Malave A, Holsapple M P, Yim G K
Life Sci. 1982 Mar 15;30(11):929-34. doi: 10.1016/0024-3205(82)90621-x.
The aim of this study was to assess the possible role of a central cholinergic component phencyclidine (PCP)-induced hypertension. Sprague-Dawley rats, lightly anesthetized with urethane, exhibited a dose related pressor response following 0.1-1.0 mg/kg PCP i.v. After i.v. atropine pretreatment, the PCP dose-response curve was shifted to the right, and the magnitude of the pressor responses was reduced by about 50%. In addition, atropine reduced the incidence of apneusis, but had no effect on the bradycardia that accompanied the pressor responses. Methylatropine (i.v.) did not reduce the PCP pressor responses, nor did it prevent the apneusis induced by PCP. These results suggest that in addition to its direct pressor effects the activation of central cholinergic systems contribute significantly to the cardiovascular and respiratory toxicity induced by PCP.

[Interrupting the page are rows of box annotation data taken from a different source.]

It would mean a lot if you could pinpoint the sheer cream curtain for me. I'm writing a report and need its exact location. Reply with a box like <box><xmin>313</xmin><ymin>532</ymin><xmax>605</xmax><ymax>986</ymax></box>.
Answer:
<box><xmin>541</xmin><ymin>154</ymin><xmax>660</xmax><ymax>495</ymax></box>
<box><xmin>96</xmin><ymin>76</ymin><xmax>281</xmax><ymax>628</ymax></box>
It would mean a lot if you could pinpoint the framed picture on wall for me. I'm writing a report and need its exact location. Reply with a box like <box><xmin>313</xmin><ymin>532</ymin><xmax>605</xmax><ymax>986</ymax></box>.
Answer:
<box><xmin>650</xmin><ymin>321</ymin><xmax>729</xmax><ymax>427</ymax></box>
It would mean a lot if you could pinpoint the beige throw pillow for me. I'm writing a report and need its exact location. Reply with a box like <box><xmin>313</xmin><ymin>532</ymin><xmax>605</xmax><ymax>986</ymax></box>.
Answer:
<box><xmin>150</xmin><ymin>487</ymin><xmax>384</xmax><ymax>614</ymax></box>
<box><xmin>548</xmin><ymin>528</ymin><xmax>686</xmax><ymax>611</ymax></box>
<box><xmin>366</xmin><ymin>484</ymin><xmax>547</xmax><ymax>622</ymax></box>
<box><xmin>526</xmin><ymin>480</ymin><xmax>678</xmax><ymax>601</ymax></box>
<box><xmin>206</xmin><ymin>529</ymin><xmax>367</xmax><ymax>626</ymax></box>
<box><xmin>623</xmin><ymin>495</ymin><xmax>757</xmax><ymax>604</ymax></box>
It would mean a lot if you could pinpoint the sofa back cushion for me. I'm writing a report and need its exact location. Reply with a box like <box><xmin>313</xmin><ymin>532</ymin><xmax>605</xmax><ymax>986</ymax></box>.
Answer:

本研究的目的是评估中枢胆碱能成分在苯环利定(PCP)诱导的高血压中可能发挥的作用。用乌拉坦轻度麻醉的Sprague-Dawley大鼠,静脉注射0.1 - 1.0 mg/kg PCP后呈现出剂量相关的升压反应。静脉注射阿托品预处理后,PCP剂量-反应曲线右移,升压反应幅度降低约50%。此外,阿托品降低了呼吸暂停的发生率,但对伴随升压反应的心动过缓没有影响。甲基阿托品(静脉注射)既没有降低PCP的升压反应,也没有预防PCP诱导的呼吸暂停。这些结果表明,除了其直接的升压作用外,中枢胆碱能系统的激活对PCP诱导的心血管和呼吸毒性有显著贡献。